I usually crit with the "if you can't say something nice, don't say nothing at all" attitude, but I see a lot of similarities between what I was doing at 21 and what is on the page, here. Most of the story is still in your head and as bare bones as the prose is, you see it as this lush and vibrant world. My mentor at 21 told me something that I still use to this day, but if you're not ready for it, I understand. Slow down the pace of your storytelling so you're showing us the scene, not just telling us what physically happens.

Also on the rewrite, look at your snark. Snark is one of those things that needs to be flawless or it doesn't work at all. If your joke lands in the 75% range, it counts as a hit but the only hits in snark are bullseyes. Don't lose your emphatic nature, but remember your characters operate on a dial that has ten notches. If you start them off on ten where everything is a declaration and characters don't just do anything, they overdo everything, you're not going to have any room for emphasis when you get to a bit that you want to be empathetic.

Until you're ready to hear criticism, there's nothing anyone can tell you that will convince you that your writing doesn't just have minor surface flaws. I don't know, you might be ready now. You're posting this up for critique. In school, the most important thing is that you wrote. Now the most important thing is what you write. I know how much you think because you've been writing for so long that it only makes sense that success is just going to be around the corner, but you really need to go back to the basics and patch up any of the holes in your knowledge.

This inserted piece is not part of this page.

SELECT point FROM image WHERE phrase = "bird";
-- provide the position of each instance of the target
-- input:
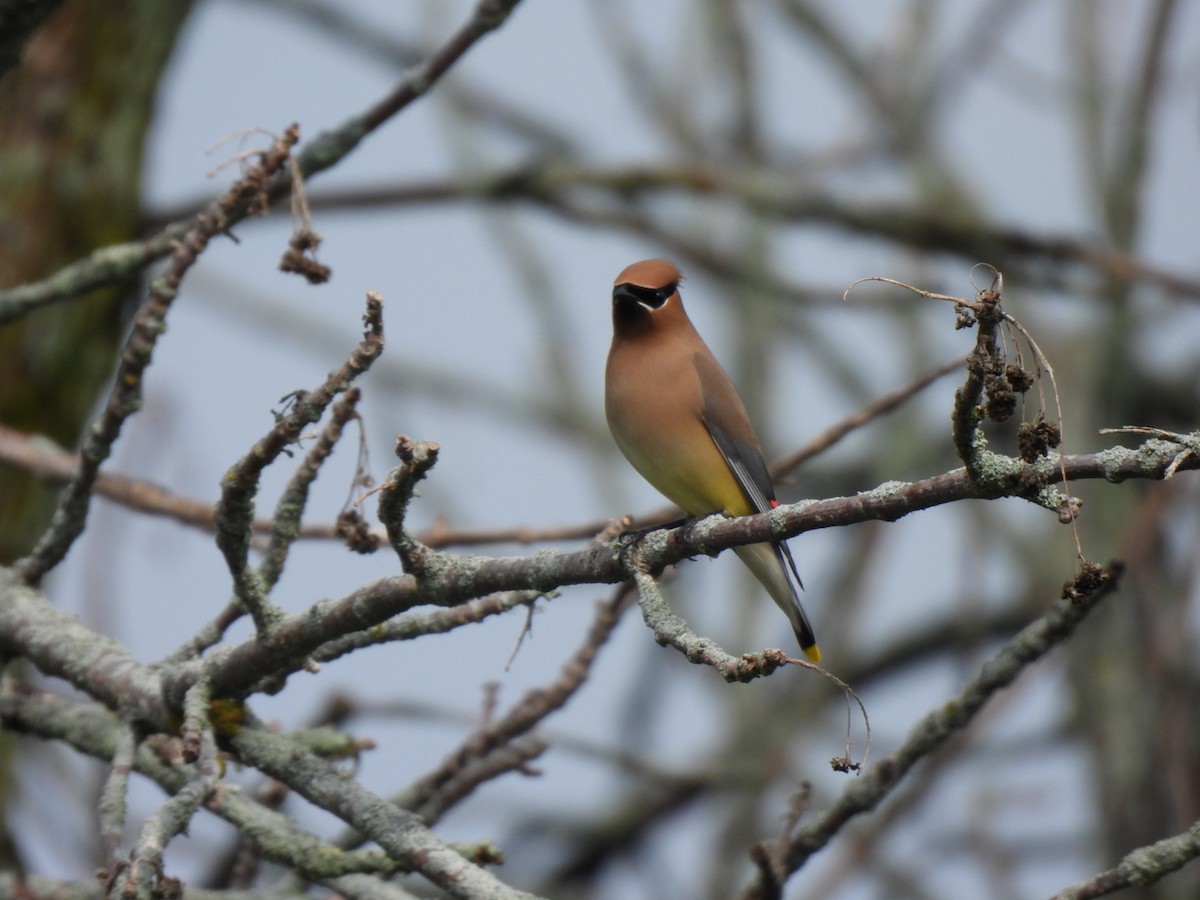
(678, 420)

The best thing that can help you right now is reading other people's work. Not just the published but the unpublished. If you aren't critiquing already, watch for common mistakes that everyone seems to be making. If a lot of people are making the same mistake, you might be too. If you are like me, I know it felt like everything I'd done I did for a specific reason to cause a certain effect.

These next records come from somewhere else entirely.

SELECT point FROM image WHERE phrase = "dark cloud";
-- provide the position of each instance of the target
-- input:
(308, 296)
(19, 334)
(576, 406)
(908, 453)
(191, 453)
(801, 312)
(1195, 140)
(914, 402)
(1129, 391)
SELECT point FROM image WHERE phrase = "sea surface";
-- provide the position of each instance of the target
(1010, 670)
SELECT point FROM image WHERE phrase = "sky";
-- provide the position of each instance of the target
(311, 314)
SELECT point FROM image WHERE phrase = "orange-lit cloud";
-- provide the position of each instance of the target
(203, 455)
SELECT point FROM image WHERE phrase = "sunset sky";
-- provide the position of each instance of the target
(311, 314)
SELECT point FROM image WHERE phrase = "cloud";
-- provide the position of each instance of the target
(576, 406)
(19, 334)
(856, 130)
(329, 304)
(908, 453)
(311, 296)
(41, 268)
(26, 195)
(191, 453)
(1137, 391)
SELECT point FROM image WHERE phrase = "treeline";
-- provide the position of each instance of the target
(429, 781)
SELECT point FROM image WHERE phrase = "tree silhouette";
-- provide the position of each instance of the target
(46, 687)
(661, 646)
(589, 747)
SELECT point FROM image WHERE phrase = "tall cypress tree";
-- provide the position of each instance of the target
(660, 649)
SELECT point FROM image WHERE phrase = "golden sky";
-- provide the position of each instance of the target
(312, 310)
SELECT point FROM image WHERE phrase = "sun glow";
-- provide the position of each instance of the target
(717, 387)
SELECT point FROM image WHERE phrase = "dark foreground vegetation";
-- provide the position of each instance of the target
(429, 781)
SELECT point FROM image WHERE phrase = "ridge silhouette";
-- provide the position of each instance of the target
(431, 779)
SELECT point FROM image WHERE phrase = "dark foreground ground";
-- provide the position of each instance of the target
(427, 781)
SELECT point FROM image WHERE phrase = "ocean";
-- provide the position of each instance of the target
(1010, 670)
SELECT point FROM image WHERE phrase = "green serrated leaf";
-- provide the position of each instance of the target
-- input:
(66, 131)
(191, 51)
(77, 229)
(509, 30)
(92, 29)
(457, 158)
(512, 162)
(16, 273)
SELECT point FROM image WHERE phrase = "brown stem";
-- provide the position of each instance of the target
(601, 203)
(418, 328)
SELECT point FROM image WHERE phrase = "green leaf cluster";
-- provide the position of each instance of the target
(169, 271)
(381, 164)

I know you're going to keep doing what you want and I'm pretty sure you're going to think I just don't get it because when someone took the time to explain things I felt like they didn't get it. If you're more mature than I was at 21, kudos to you. I just want to set it in your mind to check in with yourself at the 2, 5 or 10 year mark. If what you're doing isn't working, you'd be doing yourself a huge favour to go back rather than doubling down and convince yourself that success is just around the corner. Regardless of what you choose to do, if any, eventually you will be able to look back at this and marvel at how far you've come as long as you keep moving forward.